Fr. Rodolfo D. Vásquez

The Church’s annual celebration of All Souls Day affords us the opportunity to meditate upon a doctrine of Purgatory, a doctrine that often confuses and befuddles Catholics who consider this teaching of the Church “outdated” or “mythological”.    Perhaps, the root cause might be our attempt to reconcile two attributes of God, both mercy and justice.     Etymologically, the word “purgatory” is taken from the root Latin word “purgare” which means to “purge” or to “cleanse”.    This purgation is vividly described by the Italian poet Dante in the Purgatorio as a “mountain” of suffering which is a frightening place where souls endure the torments of “purging fires”.     Such a description reminds us of the fires of hell which is why we tend to shy away from the reality of purgatory.   We are left then with some important questions.   How do we reconcile this place of torment with the tender compassionate mercy of God?    How do we understand the concept of purgatory in light of our loved ones whom God has called to himself? 

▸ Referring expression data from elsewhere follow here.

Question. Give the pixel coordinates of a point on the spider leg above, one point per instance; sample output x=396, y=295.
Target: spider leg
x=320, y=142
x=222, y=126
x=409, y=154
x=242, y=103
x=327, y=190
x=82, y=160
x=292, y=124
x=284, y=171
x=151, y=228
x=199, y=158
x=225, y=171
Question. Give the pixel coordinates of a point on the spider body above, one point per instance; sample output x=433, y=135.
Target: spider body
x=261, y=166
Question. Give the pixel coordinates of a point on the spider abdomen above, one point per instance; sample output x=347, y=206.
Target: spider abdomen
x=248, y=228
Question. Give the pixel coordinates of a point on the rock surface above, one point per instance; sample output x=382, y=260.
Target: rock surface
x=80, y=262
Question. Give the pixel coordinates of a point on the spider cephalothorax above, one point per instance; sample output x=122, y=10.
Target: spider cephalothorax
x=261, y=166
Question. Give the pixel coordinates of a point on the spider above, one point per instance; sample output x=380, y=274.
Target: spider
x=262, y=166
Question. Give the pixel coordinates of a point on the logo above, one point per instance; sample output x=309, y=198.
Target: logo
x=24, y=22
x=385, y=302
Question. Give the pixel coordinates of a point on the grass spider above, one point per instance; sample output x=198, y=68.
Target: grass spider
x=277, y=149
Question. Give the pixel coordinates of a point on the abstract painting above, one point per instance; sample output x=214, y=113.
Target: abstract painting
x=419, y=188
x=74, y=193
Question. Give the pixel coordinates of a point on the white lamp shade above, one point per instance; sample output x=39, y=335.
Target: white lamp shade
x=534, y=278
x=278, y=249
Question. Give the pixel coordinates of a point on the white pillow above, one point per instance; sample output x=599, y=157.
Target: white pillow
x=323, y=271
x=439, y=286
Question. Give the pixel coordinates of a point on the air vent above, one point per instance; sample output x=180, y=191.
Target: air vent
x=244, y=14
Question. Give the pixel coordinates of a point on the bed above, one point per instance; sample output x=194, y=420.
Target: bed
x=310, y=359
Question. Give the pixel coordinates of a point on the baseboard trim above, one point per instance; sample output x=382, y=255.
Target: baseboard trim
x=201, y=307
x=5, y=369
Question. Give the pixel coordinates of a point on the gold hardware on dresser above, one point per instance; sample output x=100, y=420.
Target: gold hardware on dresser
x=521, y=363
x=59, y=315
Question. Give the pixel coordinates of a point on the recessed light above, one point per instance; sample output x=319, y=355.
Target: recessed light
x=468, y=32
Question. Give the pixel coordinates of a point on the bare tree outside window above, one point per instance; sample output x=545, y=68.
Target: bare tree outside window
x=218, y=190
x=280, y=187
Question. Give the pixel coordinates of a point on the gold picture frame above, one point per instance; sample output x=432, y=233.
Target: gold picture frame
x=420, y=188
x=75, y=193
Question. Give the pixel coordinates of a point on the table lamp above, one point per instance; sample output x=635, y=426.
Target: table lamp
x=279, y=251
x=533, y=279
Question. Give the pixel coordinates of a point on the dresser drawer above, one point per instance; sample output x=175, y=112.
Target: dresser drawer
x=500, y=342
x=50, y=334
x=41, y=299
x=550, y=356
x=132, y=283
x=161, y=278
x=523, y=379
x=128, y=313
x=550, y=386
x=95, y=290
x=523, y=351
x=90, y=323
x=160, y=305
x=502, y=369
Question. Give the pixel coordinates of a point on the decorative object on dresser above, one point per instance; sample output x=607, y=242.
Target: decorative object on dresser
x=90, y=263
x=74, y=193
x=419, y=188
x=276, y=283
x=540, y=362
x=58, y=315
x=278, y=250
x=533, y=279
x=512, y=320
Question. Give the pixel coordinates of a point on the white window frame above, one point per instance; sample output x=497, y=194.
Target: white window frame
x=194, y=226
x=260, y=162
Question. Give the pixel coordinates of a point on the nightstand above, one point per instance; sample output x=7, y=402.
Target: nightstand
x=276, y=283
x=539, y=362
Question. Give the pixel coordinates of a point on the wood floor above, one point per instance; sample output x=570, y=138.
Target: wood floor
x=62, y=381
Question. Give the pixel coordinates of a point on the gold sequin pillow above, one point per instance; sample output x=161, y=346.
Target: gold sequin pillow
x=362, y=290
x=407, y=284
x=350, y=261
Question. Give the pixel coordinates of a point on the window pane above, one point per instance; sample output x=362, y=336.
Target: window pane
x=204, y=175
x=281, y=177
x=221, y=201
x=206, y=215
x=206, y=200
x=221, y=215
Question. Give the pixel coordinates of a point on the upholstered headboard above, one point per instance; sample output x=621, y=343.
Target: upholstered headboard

In his general Wednesday audience of January 12, 2011, Pope Benedict XVI reflected on the life of St. Catherine of Genoa in which he reminds us that her revelations of purgatory revealed to her that these “fires” are not exterior torments but an “inner fire” that forges the soul into a communion with God.   Consider the disciples on the road to Emmaus in Luke’s Gospel who walking with the Lord cannot recognize him until the breaking of the bread exclaim, “were not our hearts burning within us?” (Lk. 24:32).  This internal desire for God is an aching, a painful longing that is fueled by love.   Therefore purgatory is best considered not “a place” but a journey, or a process of purifying love.   Here the damage caused by misdirected love now faces the radiance of God’s eternal love that by necessity is a “burning within”.    The soul is making its way through a purgation of love not a torment of horror.

Why is it necessary for some souls to journey through purgatory?    Sin has left residue on the soul and it  “presents itself to God still bound to the desires and sufferings that derive from sin and this makes it impossible to enjoy the beatific vision of God.”  (St. Catherine of Genoa).    In fact when we sin we commit an act of injustice and violate our relationship with God.     God’s mercy absolves us of the guilt of sin through sacramental means, but nonetheless the infraction committed requires restoration.   Restorative justice means that one must make right what one has wronged.   A thief can be forgiven of a theft but in order for justice to be restored the thief must restore that which was stolen.   So too, the soul that commits sins, penance is the restoration of justice on earth, purgatory is the restoration justice after death.   

The repentant sinner, is the beneficiary of God’s mercy, however “still imperfectly purified”, (CCC 1030) his wounded heart must be forged to true love through “the action of divine light on the soul, a light that purifies and raises them to the splendor of the shinning radiance of God.” (St. Catherine of Genoa).   Love is what purges and cleanses their soul.   Love that expresses painful sorrow for sin becomes love that is open to eternal bliss.     Purgatory then can be seen as a state of preparation for heaven.  

While in this preparatory process the “poor” soul is greatly assisted by the Church Militant (or the Church on earth).   We who are in the pilgrimage of life on earth can perform acts of love that benefit the souls in purgatory through works of penance, charity, and prayer, we assist them along their journey.  It is therefore imperative for us as Catholics to pray with devotion for those who have died.   It is a great act of charity to have a Mass intention said for your deceased loved one.   

It is important that we do not fail to do our part to help them along their journey.   None of us can assume that they are already in heaven so for their sake we must make it our commitment to always pray and do penance for them.   As we celebrate the in which we commemorate those who have gone before us and await the eternal bliss of heaven, let us on this All Souls Day pray, fast and do penance for our beloved family and friends.